Standard Data Sets - memory issue

Question

Hi,

I am trying to run some standard datasets like 20 newsgroups or reuters21578 but unfortunately I run into memory problems. The reuters coul be used for nearest neighbour but nothing else, the 20 newsgroups didn't run at all... Maybe I am doing something wrong?!
I use the Rapidminer 4.5....

Do you have some hints for me?

Thanks,
Sven

land · Answer

Hi Sven,
it just finished loading the data. The results are somehow overwhelming: around 46.000 examples with 120.000 attributes. If stored in a standard, non sparse array, this would consume around 36 GB of RAM. The standard kNN will not work on this. Never. Even if it would save it in a sparse array, it would have to look through each of the trainings examples for classifying ONE new example and each time it would have to compute the distance over all this attributes...
So you should simply replace the kNN in the operator tree of your process with the LibSVM or the NaiveBayes operator. This should work then...

Greetings,
  Sebastian

svendeswan · Answer

Dear Sebastian,

thank you for your hints. Maybe I wait for your results :-) I am trying to build some kind of perfomance matrix for this dataset (and the Reuters too) using different learners and preprocessing. In my experience kNN worked well for big data sets in the past, but I never tried this with Rapidminer. Maybe you could paste the process then so I have the chance to build my matrix by simply exchanging the learner operators :-)

Best,
Sven

land · Answer

Hi Sven,
the TextInput operator always creates a sparse example set if you don't switch on extend_exampleset. Then it would depend on the input example set.
I have downloaded the data set and will try myself.

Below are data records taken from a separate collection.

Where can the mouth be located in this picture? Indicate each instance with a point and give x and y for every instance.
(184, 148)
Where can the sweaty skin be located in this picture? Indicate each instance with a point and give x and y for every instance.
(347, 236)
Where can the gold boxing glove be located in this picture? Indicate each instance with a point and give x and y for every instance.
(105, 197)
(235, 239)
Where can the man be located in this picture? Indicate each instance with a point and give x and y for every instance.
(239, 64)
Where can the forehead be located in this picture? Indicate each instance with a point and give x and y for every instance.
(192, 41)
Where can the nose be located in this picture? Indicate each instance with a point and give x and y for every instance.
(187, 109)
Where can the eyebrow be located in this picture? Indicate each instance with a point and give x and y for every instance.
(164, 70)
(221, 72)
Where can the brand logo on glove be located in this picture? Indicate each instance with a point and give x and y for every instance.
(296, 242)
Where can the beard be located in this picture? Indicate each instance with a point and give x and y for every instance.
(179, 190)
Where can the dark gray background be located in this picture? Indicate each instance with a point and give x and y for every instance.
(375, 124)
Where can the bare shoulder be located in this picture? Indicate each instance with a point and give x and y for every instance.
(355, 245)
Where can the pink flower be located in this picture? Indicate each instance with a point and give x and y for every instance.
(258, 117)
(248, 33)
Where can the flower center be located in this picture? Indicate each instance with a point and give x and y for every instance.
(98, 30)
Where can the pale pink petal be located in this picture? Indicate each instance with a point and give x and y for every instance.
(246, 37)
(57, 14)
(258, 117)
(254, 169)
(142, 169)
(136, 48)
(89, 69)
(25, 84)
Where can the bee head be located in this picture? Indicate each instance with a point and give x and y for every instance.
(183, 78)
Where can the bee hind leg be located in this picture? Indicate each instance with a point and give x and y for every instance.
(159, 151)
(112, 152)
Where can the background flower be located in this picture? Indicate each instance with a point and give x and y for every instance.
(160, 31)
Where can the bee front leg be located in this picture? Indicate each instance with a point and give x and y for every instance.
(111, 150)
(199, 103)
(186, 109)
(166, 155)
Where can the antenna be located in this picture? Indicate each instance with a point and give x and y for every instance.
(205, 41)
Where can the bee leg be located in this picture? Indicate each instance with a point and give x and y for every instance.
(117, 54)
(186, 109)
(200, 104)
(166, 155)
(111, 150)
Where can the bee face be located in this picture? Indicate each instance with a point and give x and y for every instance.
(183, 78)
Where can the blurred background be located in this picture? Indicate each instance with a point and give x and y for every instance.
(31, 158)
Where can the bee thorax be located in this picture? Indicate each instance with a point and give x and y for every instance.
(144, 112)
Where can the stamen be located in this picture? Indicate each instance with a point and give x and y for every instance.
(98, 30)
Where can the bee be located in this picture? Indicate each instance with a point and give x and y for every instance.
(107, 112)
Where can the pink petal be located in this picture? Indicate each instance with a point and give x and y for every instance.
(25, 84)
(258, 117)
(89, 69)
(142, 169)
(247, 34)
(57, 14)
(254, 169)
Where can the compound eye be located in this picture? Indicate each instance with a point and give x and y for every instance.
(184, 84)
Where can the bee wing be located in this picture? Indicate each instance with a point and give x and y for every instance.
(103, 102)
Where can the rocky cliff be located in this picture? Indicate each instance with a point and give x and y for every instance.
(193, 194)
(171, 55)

But I think I already know whats the problem: Unlike the data set, KNN does not save the data in a sparse format. That causes the memory consumption to explode. Just think of a matrix of 45000x10000 entries a 4 bytes to get an impression of how many data would have to be stored. Nearest Neighbors isn't a good idea on text data at all, especially on so many examples and becomes completely worthless, if you don't switch the distance measure to cosine similarity.
SVMs or NaiveBayes should cope with this amout of data  much better and will have a better performance anyway.

Greetings,
  Sebastian